Regulbium

A while ago I went for a walk with my mum on the marshy north Kent coast. It was one of those days where the sand, sea and sky merge into one grey mass and the wind whips away the horizon and the shoreline so that all you can see is the marshy grass you’re walking through and the thick stone shape of the half ruined abbey in the distance, and we battled on through the mud and wind towards it, eyes stinging with salt spray, to read the vague visitors information board at the foot of the stone. I learnt there had been a Roman fort here, then an Anglo Saxon monastery and then one of the Cinque Ports of the South East. The sea took most of the settlement that used to be by the twentieth century and it became a quiet place where things used to happen long ago. A place where spirits lived unobtrusively, only visited by dog-walkers and people who like looking at the North Sea in all its moods.

There was something about the place that snagged at me, but by the time I got home I had let the feeling fade and I didn’t think of it again for some time. I can’t remember now how the ruins at Reculver rose to the top of what I like to think of as my imagination compost, perhaps that’s part of it, but for some reason that walk came into my mind and I began to research the place, knowing that I wanted to write about it in some way. I browsed google, looking for that spark of something interesting to me that made me think there was a story I might want to tell. I read that during an excavation archaeologists had found the remains of babies under the walls of the Roman fort. They thought those babies might have been sacrificed to make a kind of guardian spirit for the place. I had found what I was looking for.

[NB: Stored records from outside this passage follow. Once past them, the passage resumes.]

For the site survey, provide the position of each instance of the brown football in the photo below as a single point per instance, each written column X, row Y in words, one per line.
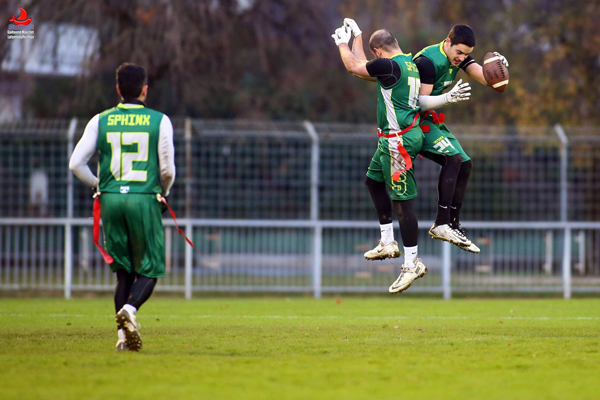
column 495, row 72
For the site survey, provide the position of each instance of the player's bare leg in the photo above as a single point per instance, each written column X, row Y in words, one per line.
column 387, row 247
column 413, row 267
column 457, row 201
column 126, row 321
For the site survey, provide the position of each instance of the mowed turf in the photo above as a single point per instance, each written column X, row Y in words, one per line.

I first read this story at an Unsung Live event at Kings Cross in July 2018 on a hot night where Londoners acted like Romans and stayed out in the streets, chatting and laughing with iced drinks on the tables hauled onto the pavements long into the night. It was far away from the drizzle that inspired the story, but somehow it didn’t matter. We know, if we live in the British Isles, that the drizzle is always coming back.

I’m thrilled to see the story here at the Wild Hunt, where I think it fits perfectly with the other weird and fantastic tales. Enjoy!